6.見聞録5:Central Middle School
 San Carlosにある中堅公立中学。コンピュータラボは2つ。生徒一人一人にID,パスワードが与えられ,図書館に設置されたコンピュータも自由に使える環境である。6th grade社会(25名)の,中世ヨーロッパに蔓延した黒死病のプロジェクトベースの学習を見学。ユニークなのが,生徒一人一人が当時の職業を選び,自分が住む地域も設定しながら,当時の人になりきってプロジェクトを進めていた点である。Gayle Brittは自分のサイトに黒死病の学習サイトのリンクを用意し,さらにそれに生徒の発見したサイトを加えていくが,基礎学習をすべてWeb上でやるのではなく,学校図書館や地域施設などを利用し,情報収集をする。調べたことをそのまま丸写しにするのではなく,引用やまとめの仕方,参考文献の表示等も大切な学習としている。
7.見聞録6:LINC
 LINC(Learning in New Media Classrooms Trai-ing for K-14 Teachers)はFoothill Collegeキャンパス内にあるCenter for Innovationで,地域の教員向けに月2回,土曜日に行われるスキル獲得のためのクラスである。私はCreative Software Applica-tion: Hyperstudio&Inspirationのクラスに参加できた。インストラクターはGayle Britt。参加者は14人(幼1,小3,中5,高4)。女性,とりわけ年輩の先生が多かった。

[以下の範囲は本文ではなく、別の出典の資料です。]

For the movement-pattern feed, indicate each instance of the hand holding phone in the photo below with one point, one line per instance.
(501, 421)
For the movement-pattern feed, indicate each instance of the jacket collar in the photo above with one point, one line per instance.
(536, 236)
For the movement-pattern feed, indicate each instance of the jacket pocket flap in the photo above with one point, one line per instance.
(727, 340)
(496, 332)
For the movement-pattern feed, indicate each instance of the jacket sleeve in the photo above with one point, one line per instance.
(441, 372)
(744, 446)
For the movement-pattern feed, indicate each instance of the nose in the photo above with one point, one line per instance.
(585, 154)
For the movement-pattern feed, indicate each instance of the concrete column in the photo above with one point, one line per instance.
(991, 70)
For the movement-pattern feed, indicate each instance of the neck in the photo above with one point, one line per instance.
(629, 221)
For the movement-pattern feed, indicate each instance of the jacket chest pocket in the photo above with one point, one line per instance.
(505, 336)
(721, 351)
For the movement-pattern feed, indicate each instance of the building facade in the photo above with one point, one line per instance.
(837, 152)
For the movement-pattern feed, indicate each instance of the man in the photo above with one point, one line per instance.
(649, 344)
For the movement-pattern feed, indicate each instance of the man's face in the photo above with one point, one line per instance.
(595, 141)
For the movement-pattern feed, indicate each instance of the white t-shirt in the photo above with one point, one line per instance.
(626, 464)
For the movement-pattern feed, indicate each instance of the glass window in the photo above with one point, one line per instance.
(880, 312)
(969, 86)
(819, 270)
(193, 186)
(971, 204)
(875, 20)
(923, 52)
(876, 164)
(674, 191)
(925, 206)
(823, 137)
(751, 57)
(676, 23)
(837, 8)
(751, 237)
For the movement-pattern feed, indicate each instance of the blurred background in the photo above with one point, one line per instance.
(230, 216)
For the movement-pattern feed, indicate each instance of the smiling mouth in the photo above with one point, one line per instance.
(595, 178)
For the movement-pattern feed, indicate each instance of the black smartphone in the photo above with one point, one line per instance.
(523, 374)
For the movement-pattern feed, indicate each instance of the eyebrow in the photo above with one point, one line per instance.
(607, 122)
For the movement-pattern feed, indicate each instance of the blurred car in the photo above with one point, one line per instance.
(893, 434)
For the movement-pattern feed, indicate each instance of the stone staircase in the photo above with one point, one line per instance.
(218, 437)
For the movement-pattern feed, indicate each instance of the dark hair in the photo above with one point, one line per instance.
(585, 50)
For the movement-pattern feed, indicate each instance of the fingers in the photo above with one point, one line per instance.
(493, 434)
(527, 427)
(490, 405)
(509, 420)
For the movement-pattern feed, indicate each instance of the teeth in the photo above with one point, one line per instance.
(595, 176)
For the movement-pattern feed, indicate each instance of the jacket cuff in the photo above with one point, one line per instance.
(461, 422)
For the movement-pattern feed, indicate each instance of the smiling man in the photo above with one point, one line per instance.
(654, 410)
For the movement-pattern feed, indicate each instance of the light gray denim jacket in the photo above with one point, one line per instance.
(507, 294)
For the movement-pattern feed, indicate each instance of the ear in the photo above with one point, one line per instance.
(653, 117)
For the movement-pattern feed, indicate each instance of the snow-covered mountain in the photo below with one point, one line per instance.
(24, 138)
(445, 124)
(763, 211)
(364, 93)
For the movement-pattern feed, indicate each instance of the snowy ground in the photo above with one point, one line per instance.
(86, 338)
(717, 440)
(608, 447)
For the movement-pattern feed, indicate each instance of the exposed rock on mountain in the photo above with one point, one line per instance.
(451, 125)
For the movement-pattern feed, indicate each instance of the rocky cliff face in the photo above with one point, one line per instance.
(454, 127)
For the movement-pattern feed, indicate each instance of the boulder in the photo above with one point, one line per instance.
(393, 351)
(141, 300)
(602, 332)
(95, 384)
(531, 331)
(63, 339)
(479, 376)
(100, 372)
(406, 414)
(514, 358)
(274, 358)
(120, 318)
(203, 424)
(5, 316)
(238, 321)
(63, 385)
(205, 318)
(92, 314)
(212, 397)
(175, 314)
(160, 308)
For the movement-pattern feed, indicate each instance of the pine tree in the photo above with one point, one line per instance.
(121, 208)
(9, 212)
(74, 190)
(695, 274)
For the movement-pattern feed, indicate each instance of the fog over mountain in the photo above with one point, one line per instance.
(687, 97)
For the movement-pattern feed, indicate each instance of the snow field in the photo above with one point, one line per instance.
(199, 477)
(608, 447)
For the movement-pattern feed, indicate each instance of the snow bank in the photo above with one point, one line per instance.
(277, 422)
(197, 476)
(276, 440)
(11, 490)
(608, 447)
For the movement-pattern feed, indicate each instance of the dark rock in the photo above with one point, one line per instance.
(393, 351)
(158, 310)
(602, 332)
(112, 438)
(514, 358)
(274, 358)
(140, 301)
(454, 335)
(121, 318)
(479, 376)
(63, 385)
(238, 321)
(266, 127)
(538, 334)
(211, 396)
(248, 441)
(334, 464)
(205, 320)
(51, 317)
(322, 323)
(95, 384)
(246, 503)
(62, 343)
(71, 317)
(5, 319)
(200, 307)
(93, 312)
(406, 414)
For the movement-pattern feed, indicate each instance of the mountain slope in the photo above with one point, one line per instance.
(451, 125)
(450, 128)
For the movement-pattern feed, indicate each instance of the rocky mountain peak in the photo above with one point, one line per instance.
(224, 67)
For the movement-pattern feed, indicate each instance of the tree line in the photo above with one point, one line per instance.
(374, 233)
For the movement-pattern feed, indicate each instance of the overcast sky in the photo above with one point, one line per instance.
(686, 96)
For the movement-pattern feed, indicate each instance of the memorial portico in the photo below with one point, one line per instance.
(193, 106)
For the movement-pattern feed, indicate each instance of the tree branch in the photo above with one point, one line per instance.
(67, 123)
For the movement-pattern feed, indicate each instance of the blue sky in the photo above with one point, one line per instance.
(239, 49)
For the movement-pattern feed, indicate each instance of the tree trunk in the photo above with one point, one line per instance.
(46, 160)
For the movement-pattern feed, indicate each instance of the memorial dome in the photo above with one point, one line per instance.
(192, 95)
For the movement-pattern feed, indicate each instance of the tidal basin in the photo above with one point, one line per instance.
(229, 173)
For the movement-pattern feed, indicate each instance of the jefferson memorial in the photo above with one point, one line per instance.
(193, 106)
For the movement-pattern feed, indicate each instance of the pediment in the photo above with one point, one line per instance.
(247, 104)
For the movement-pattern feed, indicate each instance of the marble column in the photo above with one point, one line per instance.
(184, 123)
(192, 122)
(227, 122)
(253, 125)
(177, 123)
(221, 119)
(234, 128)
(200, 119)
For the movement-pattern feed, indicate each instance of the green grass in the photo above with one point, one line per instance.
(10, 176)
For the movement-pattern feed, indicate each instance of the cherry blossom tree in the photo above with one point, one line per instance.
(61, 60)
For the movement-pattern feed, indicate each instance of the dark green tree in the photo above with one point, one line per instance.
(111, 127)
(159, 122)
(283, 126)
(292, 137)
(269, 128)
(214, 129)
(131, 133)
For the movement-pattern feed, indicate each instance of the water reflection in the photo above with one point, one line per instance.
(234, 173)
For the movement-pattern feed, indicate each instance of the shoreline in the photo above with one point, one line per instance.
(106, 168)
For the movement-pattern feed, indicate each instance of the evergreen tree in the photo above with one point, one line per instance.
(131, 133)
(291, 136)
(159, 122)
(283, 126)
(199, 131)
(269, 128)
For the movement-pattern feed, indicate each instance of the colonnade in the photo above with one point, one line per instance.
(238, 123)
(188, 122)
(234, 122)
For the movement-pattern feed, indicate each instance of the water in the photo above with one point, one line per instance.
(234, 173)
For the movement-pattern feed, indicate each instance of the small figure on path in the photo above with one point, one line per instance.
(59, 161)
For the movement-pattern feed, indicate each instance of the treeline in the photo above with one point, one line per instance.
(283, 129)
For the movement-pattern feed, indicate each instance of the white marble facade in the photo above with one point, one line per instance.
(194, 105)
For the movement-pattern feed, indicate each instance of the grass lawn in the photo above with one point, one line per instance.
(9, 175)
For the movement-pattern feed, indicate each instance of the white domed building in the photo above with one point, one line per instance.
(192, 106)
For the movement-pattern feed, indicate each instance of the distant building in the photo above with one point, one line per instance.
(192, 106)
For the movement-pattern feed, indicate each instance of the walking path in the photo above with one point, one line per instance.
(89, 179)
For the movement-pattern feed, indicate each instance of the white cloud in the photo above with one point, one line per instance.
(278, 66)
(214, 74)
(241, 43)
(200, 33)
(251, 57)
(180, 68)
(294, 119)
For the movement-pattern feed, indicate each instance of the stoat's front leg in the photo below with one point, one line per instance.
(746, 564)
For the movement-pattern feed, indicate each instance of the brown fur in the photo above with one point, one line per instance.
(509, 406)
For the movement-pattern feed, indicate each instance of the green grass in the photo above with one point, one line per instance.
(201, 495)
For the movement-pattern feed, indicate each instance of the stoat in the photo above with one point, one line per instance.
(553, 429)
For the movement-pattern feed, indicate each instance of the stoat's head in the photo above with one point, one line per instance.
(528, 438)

 プロジェクトベースの学習は,とりわけ中高生の学習に効果があるとされているが,実践例として社会(選択28名)で作った異文化学習のプロジェクトが紹介された。日本を調べたグループは,北斎をテーマにしていた。「江戸の歴史,その頃の文化」「版画の作り方」「モネの橋の絵と北斎のそれとの比較」「ゴッホが北斎画から受けた影響」「自分たちで橋の版画を実際にやってみる」と項目を分け,プレゼンテーションシートを作り始めるまでおよそ3週間,紙ベースで計画や下書きの活動に時間をさく。プレゼンテーションでは,お互いのグループの発表が,非常に豊かで面白く,見る生徒たちの関心も高いそうだ。従来のような紙ベースのプレゼンテーションでは,現代の中学生は見ていても飽きてしまうが,テクノロジーを使うことで視覚的な効果をいかして自分たちの発表の方式も工夫しようと活動を深めていくことが可能となる。勿論,コンテンツこそが重要であるが,聴衆に自分たちの研究を理解してもらうような発表を作り上げていく学習活動,いわゆる「ビジュアルリテラシー」がキーワードとなっている。
8.おわりに
 コンピュータテクノロジーは,ファンダメンタルなインフラとして学校に定着し,様々な学校活動の中に溶けこんでいた。学習面では,プロジェクトベースの学習でのWeb利用に加えて,ホットなテクノロジーを積極的に取り入れているのが印象的であった。既存の教科ではもちろん,バラエティに富んだ選択教科群の中で,様々な学習体形の中で適宜利用されていた。しかし,こういった背景には,少人数クラスがベースとしてあることは見過ごせない。日本における利用でも,この点の配慮が重要となるであろう。